Regardless which modernization approach that you select, you need to implement an "anti-corruption layer" using Azure Logic Apps. This service becomes the façade or adapter layer between the mainframe legacy system and Azure. For an effective approach, identify the mainframe workloads to integrate or coexist as mainframe integration workloads. Create a strategy for each integration workload, which is the set of interfaces that you need to enable for migrating a mainframe application.

Conceptual diagram showing the Anti-corruption Layer pattern.

For more information, see Anti-corruption Layer.

Strangler Fig pattern

After you implement the anti-corruption layer, modernization progressively happens. For this phase, you need to use the "Strangler Fig" pattern where you identify mainframe workloads or features that you can incrementally modernize. For example, if you choose to modernize a CICS application, you have to modernize not only the CICS programs, but most likely the 3270 applications along with their corresponding external dependencies, data, and jobs.

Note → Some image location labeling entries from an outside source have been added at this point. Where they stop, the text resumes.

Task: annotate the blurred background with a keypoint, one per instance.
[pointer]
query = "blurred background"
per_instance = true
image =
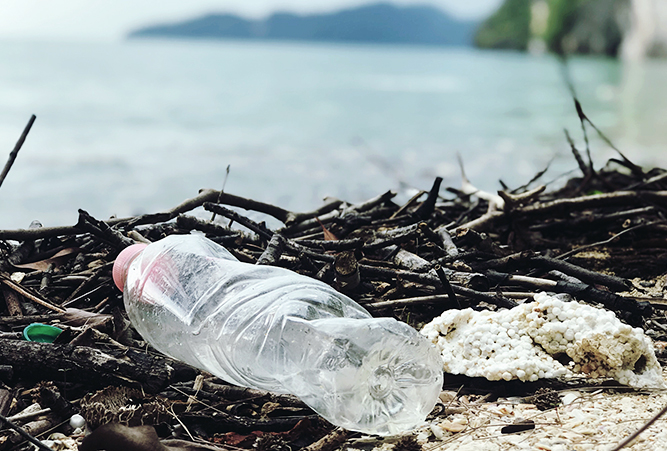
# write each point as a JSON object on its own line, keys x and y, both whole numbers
{"x": 140, "y": 103}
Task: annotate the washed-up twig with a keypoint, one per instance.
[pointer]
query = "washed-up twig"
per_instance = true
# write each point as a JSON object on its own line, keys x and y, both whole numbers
{"x": 576, "y": 250}
{"x": 22, "y": 291}
{"x": 634, "y": 435}
{"x": 24, "y": 434}
{"x": 14, "y": 153}
{"x": 259, "y": 229}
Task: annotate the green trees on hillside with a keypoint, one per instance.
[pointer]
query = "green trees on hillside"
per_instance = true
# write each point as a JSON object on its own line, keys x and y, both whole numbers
{"x": 585, "y": 26}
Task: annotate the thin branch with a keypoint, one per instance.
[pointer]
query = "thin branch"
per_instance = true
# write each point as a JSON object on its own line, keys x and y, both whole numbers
{"x": 14, "y": 153}
{"x": 627, "y": 441}
{"x": 607, "y": 241}
{"x": 24, "y": 434}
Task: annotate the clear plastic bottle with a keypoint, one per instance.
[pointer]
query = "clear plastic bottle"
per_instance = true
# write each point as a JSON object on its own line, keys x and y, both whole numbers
{"x": 270, "y": 328}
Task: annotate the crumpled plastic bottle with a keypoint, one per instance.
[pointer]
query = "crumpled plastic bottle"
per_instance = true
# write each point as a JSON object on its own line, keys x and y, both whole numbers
{"x": 270, "y": 328}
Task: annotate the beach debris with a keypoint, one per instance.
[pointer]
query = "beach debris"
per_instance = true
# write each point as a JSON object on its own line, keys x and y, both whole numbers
{"x": 547, "y": 338}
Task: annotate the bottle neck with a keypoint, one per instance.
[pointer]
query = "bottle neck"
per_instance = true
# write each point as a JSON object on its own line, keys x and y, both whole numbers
{"x": 122, "y": 263}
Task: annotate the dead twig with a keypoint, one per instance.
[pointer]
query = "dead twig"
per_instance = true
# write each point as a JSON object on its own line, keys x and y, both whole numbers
{"x": 14, "y": 153}
{"x": 648, "y": 424}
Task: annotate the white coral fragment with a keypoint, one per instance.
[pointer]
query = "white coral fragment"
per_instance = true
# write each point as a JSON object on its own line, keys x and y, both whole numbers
{"x": 530, "y": 341}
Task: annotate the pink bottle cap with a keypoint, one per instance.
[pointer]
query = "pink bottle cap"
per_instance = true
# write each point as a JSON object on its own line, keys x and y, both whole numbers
{"x": 122, "y": 263}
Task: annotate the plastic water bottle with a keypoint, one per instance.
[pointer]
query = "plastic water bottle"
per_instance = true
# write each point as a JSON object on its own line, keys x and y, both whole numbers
{"x": 270, "y": 328}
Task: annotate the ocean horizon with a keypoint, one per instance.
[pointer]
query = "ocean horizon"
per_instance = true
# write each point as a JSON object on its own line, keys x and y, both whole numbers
{"x": 132, "y": 127}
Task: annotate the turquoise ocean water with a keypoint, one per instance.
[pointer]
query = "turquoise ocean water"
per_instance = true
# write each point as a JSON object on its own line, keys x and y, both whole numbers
{"x": 138, "y": 126}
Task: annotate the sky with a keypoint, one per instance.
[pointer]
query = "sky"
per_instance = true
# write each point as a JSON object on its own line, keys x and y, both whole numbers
{"x": 112, "y": 19}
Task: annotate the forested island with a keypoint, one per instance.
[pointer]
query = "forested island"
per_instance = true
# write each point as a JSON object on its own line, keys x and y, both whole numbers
{"x": 376, "y": 23}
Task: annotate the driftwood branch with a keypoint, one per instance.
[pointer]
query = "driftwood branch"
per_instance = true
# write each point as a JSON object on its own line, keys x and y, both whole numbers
{"x": 14, "y": 153}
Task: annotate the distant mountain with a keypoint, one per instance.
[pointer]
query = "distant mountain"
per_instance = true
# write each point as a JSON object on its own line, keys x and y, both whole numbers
{"x": 379, "y": 23}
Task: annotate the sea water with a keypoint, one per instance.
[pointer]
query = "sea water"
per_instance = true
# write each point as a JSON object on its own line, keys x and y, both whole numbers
{"x": 138, "y": 126}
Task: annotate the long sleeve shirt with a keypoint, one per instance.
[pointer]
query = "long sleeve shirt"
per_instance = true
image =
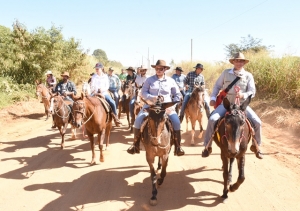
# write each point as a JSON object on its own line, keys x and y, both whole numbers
{"x": 100, "y": 82}
{"x": 165, "y": 87}
{"x": 190, "y": 80}
{"x": 114, "y": 82}
{"x": 246, "y": 84}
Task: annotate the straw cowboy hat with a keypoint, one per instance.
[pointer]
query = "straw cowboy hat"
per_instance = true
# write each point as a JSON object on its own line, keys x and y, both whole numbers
{"x": 179, "y": 69}
{"x": 49, "y": 72}
{"x": 65, "y": 74}
{"x": 239, "y": 56}
{"x": 131, "y": 69}
{"x": 161, "y": 63}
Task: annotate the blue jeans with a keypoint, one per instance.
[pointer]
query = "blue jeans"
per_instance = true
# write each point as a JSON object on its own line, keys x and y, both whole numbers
{"x": 111, "y": 102}
{"x": 131, "y": 106}
{"x": 220, "y": 112}
{"x": 142, "y": 114}
{"x": 116, "y": 96}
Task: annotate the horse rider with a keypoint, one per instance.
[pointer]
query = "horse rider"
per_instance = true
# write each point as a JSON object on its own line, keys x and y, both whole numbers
{"x": 247, "y": 88}
{"x": 179, "y": 79}
{"x": 114, "y": 85}
{"x": 139, "y": 80}
{"x": 123, "y": 75}
{"x": 100, "y": 86}
{"x": 50, "y": 81}
{"x": 130, "y": 78}
{"x": 155, "y": 86}
{"x": 189, "y": 83}
{"x": 66, "y": 88}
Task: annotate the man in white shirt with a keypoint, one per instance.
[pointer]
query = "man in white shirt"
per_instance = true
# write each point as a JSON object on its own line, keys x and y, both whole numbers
{"x": 100, "y": 85}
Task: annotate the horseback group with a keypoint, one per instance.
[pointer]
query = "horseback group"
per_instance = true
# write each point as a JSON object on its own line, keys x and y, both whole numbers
{"x": 232, "y": 125}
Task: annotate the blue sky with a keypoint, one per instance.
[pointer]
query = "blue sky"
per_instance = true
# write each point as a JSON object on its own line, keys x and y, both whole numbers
{"x": 125, "y": 29}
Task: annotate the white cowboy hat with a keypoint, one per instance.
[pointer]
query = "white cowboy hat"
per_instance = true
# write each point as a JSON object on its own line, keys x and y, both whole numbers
{"x": 49, "y": 72}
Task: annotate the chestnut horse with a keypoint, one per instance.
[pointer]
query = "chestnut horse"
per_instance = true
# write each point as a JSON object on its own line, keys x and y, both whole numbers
{"x": 157, "y": 138}
{"x": 90, "y": 112}
{"x": 232, "y": 135}
{"x": 62, "y": 116}
{"x": 43, "y": 92}
{"x": 194, "y": 111}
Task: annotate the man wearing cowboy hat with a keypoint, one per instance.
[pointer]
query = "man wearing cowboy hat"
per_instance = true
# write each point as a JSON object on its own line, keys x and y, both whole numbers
{"x": 247, "y": 88}
{"x": 114, "y": 85}
{"x": 190, "y": 82}
{"x": 100, "y": 85}
{"x": 51, "y": 80}
{"x": 161, "y": 85}
{"x": 139, "y": 81}
{"x": 179, "y": 79}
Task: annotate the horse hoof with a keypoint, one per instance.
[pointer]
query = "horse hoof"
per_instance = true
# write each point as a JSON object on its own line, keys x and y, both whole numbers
{"x": 153, "y": 202}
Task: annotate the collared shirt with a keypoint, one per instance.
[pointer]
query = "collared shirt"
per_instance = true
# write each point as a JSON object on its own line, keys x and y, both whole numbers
{"x": 179, "y": 79}
{"x": 165, "y": 86}
{"x": 100, "y": 82}
{"x": 62, "y": 87}
{"x": 123, "y": 76}
{"x": 140, "y": 80}
{"x": 114, "y": 82}
{"x": 190, "y": 79}
{"x": 246, "y": 78}
{"x": 51, "y": 81}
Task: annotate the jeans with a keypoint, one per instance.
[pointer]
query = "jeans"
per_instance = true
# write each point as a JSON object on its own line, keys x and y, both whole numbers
{"x": 142, "y": 114}
{"x": 116, "y": 96}
{"x": 111, "y": 102}
{"x": 220, "y": 112}
{"x": 131, "y": 106}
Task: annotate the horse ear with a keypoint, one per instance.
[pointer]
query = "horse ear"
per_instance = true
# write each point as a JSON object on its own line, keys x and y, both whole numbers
{"x": 246, "y": 103}
{"x": 226, "y": 104}
{"x": 167, "y": 105}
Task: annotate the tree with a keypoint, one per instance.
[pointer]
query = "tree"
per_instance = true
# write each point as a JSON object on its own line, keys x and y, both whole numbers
{"x": 101, "y": 56}
{"x": 246, "y": 44}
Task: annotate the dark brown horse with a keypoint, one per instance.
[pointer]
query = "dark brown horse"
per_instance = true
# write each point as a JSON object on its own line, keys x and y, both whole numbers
{"x": 157, "y": 138}
{"x": 90, "y": 112}
{"x": 127, "y": 91}
{"x": 232, "y": 135}
{"x": 194, "y": 111}
{"x": 43, "y": 92}
{"x": 62, "y": 116}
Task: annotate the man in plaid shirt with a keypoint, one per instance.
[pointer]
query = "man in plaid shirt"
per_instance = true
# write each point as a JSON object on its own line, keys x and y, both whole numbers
{"x": 189, "y": 83}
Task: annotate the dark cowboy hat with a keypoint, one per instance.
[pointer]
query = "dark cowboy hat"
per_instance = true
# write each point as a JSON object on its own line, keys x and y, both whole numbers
{"x": 239, "y": 56}
{"x": 131, "y": 69}
{"x": 179, "y": 68}
{"x": 161, "y": 63}
{"x": 199, "y": 66}
{"x": 65, "y": 74}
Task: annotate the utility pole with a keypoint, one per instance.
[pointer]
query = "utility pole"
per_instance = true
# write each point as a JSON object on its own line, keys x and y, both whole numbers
{"x": 191, "y": 50}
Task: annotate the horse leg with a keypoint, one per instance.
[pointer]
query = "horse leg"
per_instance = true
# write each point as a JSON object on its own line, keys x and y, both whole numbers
{"x": 100, "y": 141}
{"x": 241, "y": 178}
{"x": 150, "y": 160}
{"x": 164, "y": 169}
{"x": 225, "y": 176}
{"x": 91, "y": 138}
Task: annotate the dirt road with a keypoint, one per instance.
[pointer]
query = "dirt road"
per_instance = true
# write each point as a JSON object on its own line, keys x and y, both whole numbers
{"x": 35, "y": 174}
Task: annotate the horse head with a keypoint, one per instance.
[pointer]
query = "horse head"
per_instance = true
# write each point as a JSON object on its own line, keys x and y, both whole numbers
{"x": 235, "y": 126}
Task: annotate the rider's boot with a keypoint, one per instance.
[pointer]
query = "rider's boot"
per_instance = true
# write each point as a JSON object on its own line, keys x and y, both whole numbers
{"x": 117, "y": 121}
{"x": 256, "y": 150}
{"x": 177, "y": 139}
{"x": 135, "y": 148}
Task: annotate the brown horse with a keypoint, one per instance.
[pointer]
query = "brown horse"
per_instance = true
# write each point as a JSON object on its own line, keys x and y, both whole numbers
{"x": 90, "y": 112}
{"x": 62, "y": 116}
{"x": 194, "y": 110}
{"x": 127, "y": 91}
{"x": 43, "y": 92}
{"x": 157, "y": 138}
{"x": 232, "y": 135}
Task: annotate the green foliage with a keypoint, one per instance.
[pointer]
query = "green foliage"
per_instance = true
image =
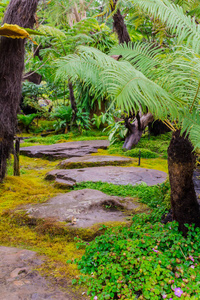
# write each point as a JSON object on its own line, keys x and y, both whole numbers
{"x": 116, "y": 131}
{"x": 153, "y": 196}
{"x": 60, "y": 138}
{"x": 173, "y": 16}
{"x": 121, "y": 82}
{"x": 102, "y": 119}
{"x": 145, "y": 261}
{"x": 82, "y": 119}
{"x": 150, "y": 147}
{"x": 26, "y": 120}
{"x": 63, "y": 115}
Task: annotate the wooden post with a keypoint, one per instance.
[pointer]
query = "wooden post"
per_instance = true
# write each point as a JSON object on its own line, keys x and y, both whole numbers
{"x": 16, "y": 157}
{"x": 139, "y": 158}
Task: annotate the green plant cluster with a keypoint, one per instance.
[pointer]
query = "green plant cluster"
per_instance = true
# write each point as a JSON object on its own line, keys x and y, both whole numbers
{"x": 146, "y": 261}
{"x": 75, "y": 135}
{"x": 150, "y": 147}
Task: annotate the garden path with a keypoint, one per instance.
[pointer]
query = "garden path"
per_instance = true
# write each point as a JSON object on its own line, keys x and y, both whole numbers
{"x": 18, "y": 279}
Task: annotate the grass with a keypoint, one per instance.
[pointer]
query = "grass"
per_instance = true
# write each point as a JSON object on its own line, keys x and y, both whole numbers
{"x": 63, "y": 138}
{"x": 149, "y": 148}
{"x": 30, "y": 187}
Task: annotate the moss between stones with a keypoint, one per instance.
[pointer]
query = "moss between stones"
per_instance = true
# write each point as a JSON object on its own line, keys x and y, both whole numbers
{"x": 79, "y": 165}
{"x": 46, "y": 238}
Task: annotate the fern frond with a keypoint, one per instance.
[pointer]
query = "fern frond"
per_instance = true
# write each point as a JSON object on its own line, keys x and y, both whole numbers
{"x": 191, "y": 125}
{"x": 142, "y": 55}
{"x": 173, "y": 16}
{"x": 125, "y": 86}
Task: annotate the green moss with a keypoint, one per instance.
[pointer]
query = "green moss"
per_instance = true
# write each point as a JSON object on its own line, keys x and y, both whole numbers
{"x": 80, "y": 165}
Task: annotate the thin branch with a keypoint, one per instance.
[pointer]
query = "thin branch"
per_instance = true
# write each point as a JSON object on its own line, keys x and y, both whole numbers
{"x": 32, "y": 55}
{"x": 35, "y": 70}
{"x": 195, "y": 97}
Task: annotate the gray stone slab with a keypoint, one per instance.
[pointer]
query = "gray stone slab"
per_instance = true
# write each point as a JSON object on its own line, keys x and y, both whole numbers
{"x": 65, "y": 150}
{"x": 20, "y": 281}
{"x": 83, "y": 208}
{"x": 110, "y": 174}
{"x": 93, "y": 161}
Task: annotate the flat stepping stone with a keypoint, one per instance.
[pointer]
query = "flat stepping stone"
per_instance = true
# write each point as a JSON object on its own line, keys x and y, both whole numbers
{"x": 84, "y": 208}
{"x": 110, "y": 174}
{"x": 65, "y": 150}
{"x": 93, "y": 161}
{"x": 19, "y": 280}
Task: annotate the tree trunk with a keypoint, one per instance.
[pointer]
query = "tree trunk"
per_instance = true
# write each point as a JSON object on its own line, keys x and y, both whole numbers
{"x": 181, "y": 163}
{"x": 120, "y": 26}
{"x": 20, "y": 12}
{"x": 136, "y": 129}
{"x": 73, "y": 101}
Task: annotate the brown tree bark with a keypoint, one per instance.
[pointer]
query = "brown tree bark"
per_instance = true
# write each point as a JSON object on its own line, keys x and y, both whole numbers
{"x": 73, "y": 102}
{"x": 20, "y": 12}
{"x": 120, "y": 26}
{"x": 181, "y": 163}
{"x": 136, "y": 129}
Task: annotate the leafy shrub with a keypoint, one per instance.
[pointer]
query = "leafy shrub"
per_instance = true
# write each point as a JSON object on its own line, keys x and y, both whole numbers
{"x": 63, "y": 115}
{"x": 145, "y": 261}
{"x": 150, "y": 148}
{"x": 145, "y": 153}
{"x": 25, "y": 121}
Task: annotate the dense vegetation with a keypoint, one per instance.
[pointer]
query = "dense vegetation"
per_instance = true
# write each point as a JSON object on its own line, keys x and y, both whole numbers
{"x": 98, "y": 70}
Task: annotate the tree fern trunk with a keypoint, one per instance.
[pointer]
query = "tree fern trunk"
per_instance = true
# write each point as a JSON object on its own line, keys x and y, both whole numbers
{"x": 72, "y": 101}
{"x": 20, "y": 12}
{"x": 181, "y": 163}
{"x": 120, "y": 26}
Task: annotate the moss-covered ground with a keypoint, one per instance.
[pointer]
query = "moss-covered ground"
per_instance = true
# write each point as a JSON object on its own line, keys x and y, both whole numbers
{"x": 31, "y": 187}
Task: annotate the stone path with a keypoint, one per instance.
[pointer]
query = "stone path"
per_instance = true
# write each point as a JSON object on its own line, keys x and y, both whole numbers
{"x": 19, "y": 280}
{"x": 93, "y": 161}
{"x": 84, "y": 208}
{"x": 65, "y": 150}
{"x": 110, "y": 174}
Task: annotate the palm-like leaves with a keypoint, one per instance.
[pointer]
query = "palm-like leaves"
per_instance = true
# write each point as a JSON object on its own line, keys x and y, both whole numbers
{"x": 173, "y": 16}
{"x": 167, "y": 83}
{"x": 125, "y": 85}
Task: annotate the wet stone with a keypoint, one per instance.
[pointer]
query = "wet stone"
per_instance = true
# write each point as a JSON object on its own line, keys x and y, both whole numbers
{"x": 65, "y": 150}
{"x": 110, "y": 174}
{"x": 84, "y": 208}
{"x": 93, "y": 161}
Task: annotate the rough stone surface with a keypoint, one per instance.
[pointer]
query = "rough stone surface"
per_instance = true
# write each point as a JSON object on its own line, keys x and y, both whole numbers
{"x": 84, "y": 208}
{"x": 110, "y": 174}
{"x": 19, "y": 280}
{"x": 93, "y": 161}
{"x": 65, "y": 150}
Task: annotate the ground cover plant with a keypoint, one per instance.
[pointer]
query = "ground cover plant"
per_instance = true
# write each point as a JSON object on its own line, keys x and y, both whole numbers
{"x": 149, "y": 147}
{"x": 149, "y": 260}
{"x": 63, "y": 138}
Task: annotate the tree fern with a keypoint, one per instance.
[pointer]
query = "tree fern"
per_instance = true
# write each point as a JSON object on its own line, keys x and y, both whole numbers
{"x": 184, "y": 26}
{"x": 142, "y": 55}
{"x": 126, "y": 86}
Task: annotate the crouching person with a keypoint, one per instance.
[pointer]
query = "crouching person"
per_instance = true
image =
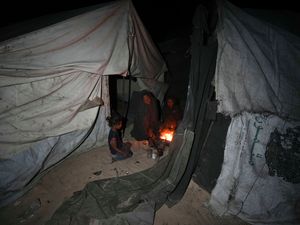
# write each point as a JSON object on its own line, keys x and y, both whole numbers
{"x": 118, "y": 149}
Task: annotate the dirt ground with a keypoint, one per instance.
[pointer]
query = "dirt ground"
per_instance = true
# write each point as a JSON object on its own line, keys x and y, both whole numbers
{"x": 37, "y": 205}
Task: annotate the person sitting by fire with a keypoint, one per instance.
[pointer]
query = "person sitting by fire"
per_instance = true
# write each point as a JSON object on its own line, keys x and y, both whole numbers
{"x": 171, "y": 114}
{"x": 146, "y": 119}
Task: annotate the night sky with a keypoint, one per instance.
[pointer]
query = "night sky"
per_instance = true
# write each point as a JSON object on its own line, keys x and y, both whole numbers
{"x": 159, "y": 17}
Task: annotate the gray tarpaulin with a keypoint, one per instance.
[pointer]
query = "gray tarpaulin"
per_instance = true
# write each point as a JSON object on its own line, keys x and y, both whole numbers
{"x": 120, "y": 200}
{"x": 257, "y": 66}
{"x": 52, "y": 81}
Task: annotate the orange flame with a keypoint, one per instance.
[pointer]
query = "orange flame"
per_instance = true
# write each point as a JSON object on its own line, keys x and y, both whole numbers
{"x": 167, "y": 135}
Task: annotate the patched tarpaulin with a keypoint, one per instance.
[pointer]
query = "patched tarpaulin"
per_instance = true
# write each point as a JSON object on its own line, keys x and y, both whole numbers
{"x": 259, "y": 181}
{"x": 52, "y": 81}
{"x": 257, "y": 66}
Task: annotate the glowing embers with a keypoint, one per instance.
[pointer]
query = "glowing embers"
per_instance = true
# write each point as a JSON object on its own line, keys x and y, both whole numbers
{"x": 167, "y": 134}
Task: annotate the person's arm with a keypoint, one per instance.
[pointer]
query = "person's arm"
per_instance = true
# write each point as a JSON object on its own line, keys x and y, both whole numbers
{"x": 113, "y": 143}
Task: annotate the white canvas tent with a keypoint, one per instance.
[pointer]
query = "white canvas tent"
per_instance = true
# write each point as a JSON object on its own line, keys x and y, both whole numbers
{"x": 53, "y": 81}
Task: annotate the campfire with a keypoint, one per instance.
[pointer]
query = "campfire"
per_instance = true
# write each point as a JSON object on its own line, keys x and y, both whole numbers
{"x": 167, "y": 134}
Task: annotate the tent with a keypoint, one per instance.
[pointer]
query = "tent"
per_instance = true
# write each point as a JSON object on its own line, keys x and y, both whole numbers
{"x": 55, "y": 91}
{"x": 243, "y": 91}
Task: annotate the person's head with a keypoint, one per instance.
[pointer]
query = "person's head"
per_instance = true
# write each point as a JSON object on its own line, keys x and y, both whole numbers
{"x": 147, "y": 99}
{"x": 115, "y": 121}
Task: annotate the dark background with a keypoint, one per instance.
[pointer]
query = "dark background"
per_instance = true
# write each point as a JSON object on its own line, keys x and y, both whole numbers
{"x": 159, "y": 17}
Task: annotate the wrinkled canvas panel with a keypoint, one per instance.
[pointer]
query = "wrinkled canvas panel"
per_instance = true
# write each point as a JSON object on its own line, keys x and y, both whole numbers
{"x": 257, "y": 66}
{"x": 48, "y": 74}
{"x": 51, "y": 83}
{"x": 255, "y": 183}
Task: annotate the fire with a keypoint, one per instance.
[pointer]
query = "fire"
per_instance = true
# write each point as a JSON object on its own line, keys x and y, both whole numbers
{"x": 167, "y": 135}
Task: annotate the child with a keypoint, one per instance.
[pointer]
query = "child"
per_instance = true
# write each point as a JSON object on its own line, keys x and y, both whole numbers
{"x": 118, "y": 149}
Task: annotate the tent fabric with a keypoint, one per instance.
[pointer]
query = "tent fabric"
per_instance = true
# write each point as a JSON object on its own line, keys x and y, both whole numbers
{"x": 257, "y": 66}
{"x": 52, "y": 81}
{"x": 246, "y": 186}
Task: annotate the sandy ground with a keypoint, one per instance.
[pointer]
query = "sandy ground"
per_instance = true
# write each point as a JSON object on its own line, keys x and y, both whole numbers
{"x": 73, "y": 174}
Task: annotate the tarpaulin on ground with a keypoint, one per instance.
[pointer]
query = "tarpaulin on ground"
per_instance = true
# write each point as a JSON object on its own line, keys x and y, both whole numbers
{"x": 257, "y": 66}
{"x": 259, "y": 181}
{"x": 53, "y": 81}
{"x": 129, "y": 199}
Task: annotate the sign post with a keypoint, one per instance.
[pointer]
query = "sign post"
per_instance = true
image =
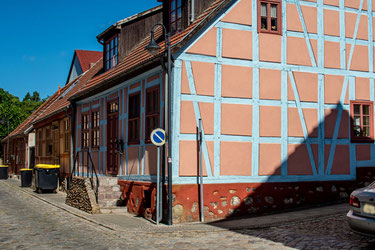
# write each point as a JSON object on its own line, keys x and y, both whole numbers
{"x": 158, "y": 139}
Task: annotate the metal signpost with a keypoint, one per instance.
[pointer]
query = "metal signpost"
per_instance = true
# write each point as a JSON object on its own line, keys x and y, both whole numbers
{"x": 158, "y": 139}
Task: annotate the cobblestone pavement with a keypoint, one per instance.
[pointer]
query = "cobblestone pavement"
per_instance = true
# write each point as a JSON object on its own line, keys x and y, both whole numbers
{"x": 29, "y": 223}
{"x": 331, "y": 232}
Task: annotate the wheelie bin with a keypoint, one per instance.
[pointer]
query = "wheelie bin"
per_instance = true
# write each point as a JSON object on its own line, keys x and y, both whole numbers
{"x": 46, "y": 177}
{"x": 4, "y": 172}
{"x": 26, "y": 177}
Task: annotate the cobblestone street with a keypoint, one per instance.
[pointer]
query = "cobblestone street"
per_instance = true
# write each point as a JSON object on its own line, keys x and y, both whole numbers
{"x": 29, "y": 223}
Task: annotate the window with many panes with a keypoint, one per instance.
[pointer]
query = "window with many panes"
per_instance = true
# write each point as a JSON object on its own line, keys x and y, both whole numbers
{"x": 269, "y": 17}
{"x": 362, "y": 120}
{"x": 175, "y": 20}
{"x": 85, "y": 131}
{"x": 134, "y": 119}
{"x": 95, "y": 128}
{"x": 152, "y": 110}
{"x": 66, "y": 135}
{"x": 110, "y": 52}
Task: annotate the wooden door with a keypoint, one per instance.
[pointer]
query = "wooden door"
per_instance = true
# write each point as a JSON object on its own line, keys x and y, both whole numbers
{"x": 112, "y": 137}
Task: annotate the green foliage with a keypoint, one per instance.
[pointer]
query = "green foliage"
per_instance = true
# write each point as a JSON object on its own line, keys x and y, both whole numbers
{"x": 12, "y": 109}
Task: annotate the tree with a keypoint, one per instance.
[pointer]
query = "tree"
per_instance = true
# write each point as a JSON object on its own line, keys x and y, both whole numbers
{"x": 16, "y": 111}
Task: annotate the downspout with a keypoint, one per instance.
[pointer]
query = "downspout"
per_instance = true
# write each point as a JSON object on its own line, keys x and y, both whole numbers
{"x": 72, "y": 122}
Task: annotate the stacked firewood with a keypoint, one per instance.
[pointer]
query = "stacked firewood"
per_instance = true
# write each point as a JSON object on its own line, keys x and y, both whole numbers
{"x": 79, "y": 195}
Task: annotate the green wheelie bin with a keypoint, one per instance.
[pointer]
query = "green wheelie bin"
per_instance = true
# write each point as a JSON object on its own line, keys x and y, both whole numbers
{"x": 26, "y": 177}
{"x": 4, "y": 172}
{"x": 46, "y": 177}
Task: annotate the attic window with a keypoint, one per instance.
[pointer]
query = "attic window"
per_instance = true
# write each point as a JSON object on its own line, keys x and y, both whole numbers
{"x": 175, "y": 20}
{"x": 269, "y": 18}
{"x": 110, "y": 52}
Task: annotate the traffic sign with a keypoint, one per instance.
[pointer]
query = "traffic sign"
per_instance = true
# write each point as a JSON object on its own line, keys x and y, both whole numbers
{"x": 158, "y": 137}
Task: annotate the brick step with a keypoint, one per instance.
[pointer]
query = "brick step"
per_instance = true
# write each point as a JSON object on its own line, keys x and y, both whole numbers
{"x": 109, "y": 195}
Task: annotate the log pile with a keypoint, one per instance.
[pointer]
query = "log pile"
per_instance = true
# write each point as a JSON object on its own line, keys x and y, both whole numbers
{"x": 81, "y": 196}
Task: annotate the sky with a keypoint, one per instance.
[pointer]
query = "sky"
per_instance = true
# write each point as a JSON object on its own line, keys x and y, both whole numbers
{"x": 38, "y": 38}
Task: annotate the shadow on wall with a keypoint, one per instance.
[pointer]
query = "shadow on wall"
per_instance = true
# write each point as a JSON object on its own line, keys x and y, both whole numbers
{"x": 239, "y": 199}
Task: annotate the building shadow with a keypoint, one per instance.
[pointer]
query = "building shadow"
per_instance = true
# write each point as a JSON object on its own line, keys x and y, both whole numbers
{"x": 276, "y": 196}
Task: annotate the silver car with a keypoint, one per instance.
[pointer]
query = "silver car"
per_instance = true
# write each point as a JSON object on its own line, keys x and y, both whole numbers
{"x": 361, "y": 216}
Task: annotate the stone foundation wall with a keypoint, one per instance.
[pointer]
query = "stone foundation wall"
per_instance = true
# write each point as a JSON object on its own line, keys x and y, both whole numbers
{"x": 137, "y": 200}
{"x": 236, "y": 199}
{"x": 110, "y": 196}
{"x": 226, "y": 200}
{"x": 81, "y": 196}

Eventually, after you replace all the workloads or features in the mainframe system with your new system, you'll finish the migration process, which means that you can decommission your legacy system.

Conceptual diagram showing the Strangler Fig pattern.

For more information, see Strangler Fig pattern.

Saga and Choreography patterns

Distributed transactions such as the two-phase commit (2PC) protocol require that all participants in a transaction to commit or roll back before the transaction can proceed. Cloud hybrid architectures work better following an eventual consistency paradigm rather than a distributed transaction model.

The "Saga" design pattern is a way to manage consistency across services in distributed transaction scenarios. A saga is a sequence of transactions that updates each service and publishes a message or event to trigger the next transaction step. If a step fails, the saga executes compensating transactions that counteract the preceding transactions. For more information, see Saga distributed transactions pattern.

In Azure Logic Apps, workflows can act as choreographers to coordinate sagas. Workflow actions are atomic, so you can rerun them individually. The Scope action type provides the capability to run a group of actions only after another group of actions succeed or fail. Azure Logic Apps conducts compensating transactions at the scope level, while Azure Event Grid and Azure Service Bus provide the event management required for specific domains. All these services, which make up Azure Integration Services, provide the support required by customers when they need a reliable integration platform for mission critical scenarios. For more information, see Choreography pattern.

Conceptual diagram showing the SAGA pattern.

While this article covers several modernization patterns, complex solutions require many more patterns and that you clearly understand your organization's modernization goals. Although the task to extend the value of legacy assets is challenging, this option is the best way to preserve investment in these assets and prolong their business value.